Baseball, law school, and you

October 2013 is shaping up a lot like October 2004 and October 2007.  Excellent news for New England sports fans, right? Of course right. 

But here’s the thing. When people get excited about sporting events, especially when those people have been drinking and/or find themselves in large crowds, bad things happen. People end up doing things they wouldn’t normally do.  Things that violate university policies and/or the criminal law.  Even people on the fringes of these large drunken crowd activities find themselves accused of violating university policies or the criminal laws.

It happened in 2004, and again in 2007.  And significant numbers of those people ended up with disciplinary records or criminal records, including people who may have had little if anything to do with the celebrations or riots (or whatever you want to call them).  They had to spend time dealing with the university student conduct system, and with the criminal justice system.
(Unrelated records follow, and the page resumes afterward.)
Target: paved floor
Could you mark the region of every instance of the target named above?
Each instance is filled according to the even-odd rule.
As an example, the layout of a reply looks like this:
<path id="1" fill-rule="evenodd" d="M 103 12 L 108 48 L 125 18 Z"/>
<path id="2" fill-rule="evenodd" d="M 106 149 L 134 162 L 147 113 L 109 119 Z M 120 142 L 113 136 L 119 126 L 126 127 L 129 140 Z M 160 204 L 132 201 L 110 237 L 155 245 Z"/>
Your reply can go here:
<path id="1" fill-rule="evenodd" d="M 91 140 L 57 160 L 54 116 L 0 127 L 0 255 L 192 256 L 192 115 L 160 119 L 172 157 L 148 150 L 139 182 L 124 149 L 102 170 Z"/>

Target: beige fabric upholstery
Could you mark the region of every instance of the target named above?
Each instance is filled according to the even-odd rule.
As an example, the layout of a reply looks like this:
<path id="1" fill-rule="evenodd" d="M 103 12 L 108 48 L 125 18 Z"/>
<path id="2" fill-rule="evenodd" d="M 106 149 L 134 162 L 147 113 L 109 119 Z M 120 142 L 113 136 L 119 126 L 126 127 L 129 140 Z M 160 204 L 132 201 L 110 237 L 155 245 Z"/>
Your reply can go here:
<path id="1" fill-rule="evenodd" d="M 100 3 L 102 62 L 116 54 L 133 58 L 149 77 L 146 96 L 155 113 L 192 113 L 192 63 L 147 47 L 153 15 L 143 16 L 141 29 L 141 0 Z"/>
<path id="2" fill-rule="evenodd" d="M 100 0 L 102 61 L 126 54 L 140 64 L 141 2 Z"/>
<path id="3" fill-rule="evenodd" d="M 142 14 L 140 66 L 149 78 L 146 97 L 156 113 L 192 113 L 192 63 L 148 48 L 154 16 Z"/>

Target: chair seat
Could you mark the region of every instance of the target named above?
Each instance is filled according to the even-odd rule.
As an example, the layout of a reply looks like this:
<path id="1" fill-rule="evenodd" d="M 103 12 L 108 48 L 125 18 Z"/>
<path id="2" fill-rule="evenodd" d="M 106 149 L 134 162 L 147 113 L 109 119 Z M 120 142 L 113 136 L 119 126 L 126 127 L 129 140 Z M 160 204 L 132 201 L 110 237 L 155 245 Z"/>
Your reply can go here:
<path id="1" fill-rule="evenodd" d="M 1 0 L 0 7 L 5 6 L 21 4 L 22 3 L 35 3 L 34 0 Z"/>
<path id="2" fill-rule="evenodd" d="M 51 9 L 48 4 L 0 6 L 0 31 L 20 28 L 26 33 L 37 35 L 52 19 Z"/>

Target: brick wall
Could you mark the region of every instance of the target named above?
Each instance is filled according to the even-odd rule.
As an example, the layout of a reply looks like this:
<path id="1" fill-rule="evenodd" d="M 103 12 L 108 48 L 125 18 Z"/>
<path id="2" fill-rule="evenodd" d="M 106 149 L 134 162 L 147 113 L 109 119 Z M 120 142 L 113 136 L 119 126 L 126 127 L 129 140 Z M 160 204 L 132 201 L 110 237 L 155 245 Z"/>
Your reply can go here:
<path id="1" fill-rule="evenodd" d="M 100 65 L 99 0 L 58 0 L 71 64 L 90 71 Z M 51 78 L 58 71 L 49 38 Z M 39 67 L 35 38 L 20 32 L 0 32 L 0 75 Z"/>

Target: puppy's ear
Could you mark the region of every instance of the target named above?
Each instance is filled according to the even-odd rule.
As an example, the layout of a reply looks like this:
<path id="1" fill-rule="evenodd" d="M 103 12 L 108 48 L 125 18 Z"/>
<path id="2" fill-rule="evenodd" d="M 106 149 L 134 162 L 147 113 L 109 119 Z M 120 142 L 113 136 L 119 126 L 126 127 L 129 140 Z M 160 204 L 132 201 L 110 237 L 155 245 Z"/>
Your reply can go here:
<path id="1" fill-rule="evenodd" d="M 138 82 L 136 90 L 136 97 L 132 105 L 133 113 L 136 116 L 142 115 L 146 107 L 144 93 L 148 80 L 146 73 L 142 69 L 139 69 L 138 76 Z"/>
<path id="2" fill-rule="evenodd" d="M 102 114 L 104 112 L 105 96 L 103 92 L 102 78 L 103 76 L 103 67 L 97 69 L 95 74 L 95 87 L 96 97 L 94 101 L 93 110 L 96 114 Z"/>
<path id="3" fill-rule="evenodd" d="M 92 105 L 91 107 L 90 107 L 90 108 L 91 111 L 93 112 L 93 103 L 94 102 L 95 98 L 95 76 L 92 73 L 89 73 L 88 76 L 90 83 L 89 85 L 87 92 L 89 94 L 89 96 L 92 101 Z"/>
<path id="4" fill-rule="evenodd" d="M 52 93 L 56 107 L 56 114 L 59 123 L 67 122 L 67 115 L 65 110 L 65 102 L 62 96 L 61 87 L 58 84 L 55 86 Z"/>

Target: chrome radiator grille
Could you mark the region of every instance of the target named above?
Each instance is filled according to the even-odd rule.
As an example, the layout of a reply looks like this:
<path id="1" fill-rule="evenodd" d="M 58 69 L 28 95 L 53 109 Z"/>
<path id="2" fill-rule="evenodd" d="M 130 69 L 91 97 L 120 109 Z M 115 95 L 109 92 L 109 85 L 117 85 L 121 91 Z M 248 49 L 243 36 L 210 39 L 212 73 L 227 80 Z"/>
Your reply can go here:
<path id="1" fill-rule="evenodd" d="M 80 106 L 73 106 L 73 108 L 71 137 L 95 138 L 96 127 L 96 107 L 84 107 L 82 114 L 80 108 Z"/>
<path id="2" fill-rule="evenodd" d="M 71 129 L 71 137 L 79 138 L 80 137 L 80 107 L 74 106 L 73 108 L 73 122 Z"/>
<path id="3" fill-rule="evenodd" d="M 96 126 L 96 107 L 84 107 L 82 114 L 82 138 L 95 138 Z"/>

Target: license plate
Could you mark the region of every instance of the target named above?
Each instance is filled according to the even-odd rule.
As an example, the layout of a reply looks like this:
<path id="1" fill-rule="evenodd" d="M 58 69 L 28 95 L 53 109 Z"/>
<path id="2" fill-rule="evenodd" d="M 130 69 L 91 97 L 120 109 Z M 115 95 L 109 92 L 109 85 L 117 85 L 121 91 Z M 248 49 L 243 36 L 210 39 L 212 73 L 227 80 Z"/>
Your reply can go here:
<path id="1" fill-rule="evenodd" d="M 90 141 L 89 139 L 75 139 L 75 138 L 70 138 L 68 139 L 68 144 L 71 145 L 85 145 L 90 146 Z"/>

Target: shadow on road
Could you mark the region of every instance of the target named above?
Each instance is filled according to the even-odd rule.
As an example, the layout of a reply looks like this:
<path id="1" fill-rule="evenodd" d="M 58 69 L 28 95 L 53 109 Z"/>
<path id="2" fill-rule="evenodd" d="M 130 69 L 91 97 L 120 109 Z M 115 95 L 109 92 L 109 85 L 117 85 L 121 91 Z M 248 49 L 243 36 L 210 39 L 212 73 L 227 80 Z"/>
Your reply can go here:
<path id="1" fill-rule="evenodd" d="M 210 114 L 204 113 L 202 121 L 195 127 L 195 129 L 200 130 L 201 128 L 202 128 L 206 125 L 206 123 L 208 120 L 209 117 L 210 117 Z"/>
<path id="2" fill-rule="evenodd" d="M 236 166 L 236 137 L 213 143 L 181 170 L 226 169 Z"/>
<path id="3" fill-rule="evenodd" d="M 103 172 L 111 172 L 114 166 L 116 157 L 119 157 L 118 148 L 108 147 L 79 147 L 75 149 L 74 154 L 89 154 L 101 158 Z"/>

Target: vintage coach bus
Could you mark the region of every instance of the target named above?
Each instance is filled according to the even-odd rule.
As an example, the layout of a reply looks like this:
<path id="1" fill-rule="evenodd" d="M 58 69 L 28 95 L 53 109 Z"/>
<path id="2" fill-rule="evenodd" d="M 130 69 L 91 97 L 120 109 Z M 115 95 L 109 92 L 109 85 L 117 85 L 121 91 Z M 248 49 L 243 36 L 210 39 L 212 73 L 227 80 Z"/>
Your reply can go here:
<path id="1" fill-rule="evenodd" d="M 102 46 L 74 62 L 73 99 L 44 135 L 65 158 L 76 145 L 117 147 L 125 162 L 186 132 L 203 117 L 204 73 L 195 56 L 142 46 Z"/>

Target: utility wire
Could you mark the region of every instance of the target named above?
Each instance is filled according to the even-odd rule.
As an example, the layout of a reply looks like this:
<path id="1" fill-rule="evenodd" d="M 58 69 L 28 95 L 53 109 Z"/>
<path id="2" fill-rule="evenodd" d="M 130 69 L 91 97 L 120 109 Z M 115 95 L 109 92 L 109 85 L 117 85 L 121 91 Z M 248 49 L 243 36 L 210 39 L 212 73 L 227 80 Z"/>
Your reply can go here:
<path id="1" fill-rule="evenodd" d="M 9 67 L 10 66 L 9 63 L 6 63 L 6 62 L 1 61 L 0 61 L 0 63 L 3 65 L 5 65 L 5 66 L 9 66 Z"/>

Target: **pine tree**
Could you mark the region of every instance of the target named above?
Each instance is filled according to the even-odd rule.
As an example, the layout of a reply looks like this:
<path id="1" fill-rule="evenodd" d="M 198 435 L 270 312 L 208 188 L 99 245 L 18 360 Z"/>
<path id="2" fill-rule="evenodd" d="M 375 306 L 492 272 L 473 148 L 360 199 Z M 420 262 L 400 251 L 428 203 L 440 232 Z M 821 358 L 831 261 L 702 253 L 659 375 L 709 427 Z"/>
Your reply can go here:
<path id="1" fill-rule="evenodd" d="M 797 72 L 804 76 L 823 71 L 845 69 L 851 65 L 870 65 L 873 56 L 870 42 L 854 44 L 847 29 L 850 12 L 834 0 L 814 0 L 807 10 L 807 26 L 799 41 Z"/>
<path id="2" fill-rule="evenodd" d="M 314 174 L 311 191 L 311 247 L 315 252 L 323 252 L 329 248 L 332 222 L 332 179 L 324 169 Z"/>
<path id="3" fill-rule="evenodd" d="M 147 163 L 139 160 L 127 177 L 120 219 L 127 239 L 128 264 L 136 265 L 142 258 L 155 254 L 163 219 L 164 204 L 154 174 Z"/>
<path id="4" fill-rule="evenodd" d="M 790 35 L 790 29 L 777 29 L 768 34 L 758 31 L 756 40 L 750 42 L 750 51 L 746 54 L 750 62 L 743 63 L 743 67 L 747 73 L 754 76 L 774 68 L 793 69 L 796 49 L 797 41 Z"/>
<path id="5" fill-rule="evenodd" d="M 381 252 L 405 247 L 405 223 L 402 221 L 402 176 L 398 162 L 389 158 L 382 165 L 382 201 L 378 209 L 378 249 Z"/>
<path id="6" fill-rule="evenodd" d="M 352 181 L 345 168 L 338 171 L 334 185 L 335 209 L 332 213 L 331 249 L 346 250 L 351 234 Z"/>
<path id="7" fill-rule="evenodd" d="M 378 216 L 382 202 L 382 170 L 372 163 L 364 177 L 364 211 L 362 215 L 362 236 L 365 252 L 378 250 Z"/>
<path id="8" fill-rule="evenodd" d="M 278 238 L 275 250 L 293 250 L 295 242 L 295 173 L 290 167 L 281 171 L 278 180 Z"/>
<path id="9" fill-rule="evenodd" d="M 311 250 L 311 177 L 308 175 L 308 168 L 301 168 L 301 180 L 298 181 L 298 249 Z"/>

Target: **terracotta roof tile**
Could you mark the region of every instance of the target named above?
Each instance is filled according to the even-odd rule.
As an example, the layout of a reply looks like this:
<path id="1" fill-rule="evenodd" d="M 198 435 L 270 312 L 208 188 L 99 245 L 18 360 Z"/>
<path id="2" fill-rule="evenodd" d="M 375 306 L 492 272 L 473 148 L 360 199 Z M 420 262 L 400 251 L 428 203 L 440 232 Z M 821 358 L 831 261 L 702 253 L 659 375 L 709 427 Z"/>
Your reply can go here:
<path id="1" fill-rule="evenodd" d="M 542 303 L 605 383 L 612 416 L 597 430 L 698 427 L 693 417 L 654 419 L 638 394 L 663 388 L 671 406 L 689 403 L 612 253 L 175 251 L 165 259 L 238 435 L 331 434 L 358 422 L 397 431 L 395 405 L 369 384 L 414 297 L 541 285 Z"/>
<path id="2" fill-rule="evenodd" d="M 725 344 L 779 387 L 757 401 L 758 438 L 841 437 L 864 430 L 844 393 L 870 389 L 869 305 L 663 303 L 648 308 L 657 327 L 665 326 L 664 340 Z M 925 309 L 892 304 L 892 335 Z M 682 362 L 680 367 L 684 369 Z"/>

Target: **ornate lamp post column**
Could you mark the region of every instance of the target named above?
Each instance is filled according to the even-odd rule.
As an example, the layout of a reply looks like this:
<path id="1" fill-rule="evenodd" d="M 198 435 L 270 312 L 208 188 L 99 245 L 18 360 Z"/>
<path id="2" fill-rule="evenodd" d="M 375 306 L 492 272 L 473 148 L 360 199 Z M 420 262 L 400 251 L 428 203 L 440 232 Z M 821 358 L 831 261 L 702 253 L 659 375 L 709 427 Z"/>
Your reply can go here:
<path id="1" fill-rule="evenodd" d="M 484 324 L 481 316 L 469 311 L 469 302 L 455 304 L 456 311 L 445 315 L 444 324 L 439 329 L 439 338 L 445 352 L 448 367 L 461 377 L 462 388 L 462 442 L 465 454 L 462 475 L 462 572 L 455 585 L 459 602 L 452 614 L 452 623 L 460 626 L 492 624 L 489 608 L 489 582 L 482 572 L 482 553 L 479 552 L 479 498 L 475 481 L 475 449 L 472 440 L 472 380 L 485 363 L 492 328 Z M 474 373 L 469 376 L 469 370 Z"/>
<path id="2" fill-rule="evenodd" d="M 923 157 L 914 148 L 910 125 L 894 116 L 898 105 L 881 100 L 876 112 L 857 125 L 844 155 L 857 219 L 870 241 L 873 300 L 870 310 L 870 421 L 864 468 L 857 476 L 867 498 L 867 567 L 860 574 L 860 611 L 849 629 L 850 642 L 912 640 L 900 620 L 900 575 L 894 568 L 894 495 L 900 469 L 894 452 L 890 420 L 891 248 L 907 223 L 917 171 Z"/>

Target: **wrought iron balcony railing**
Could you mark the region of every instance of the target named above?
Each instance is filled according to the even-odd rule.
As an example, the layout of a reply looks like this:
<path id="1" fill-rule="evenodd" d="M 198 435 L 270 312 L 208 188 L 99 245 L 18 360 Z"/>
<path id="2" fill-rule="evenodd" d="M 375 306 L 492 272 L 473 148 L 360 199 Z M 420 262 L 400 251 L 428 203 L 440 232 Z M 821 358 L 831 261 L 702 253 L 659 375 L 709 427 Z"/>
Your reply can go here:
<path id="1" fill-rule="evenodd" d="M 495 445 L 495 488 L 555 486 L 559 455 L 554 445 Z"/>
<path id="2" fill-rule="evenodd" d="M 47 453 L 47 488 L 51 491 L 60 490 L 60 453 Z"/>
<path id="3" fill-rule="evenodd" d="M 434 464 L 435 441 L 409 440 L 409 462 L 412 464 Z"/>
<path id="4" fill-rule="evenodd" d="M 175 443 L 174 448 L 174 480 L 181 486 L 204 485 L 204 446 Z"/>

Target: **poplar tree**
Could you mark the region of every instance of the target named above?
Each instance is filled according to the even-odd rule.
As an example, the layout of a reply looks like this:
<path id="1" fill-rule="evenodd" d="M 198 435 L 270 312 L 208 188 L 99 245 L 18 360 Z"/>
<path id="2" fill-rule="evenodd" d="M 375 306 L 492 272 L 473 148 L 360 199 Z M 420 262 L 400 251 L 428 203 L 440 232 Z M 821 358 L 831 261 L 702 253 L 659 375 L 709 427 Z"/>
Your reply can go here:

And they found themselves with records of their misdeeds.

Those who went on to law school (and often to grad school or med school) had to disclose those disciplinary records and criminal records to the schools. 

But then there’s the internet.  In 2013, unlike in 2007 or 2004, your name and image are much more likely to end up online.  Whether it’s Instagram or the local community watchdog’s blog, or even the police report in the Amherst Bulletin, now something else comes up when the law schools and your future employers Google you: your arrest for disorderly conduct or resisting arrest or even assault or vandalism. 

They will Google you, you know.  And this stuff will come up, and it will be very difficult (if not impossible) to make it ever go away.

So enjoy the Series.  Have a great time (hopefully) celebrating.  But before you do, read this incredibly useful pamphlet from the Student Legal Services Office.  (UPDATE: The Dean of Students’ Office has a shorter version of the same information here.) Understand what you can or can’t do, and stay well away from the latter.  Keep some perspective: even for the ardent fan, it’s still just sports, and besides, we all know it won’t be the last time the Sox are in the Series.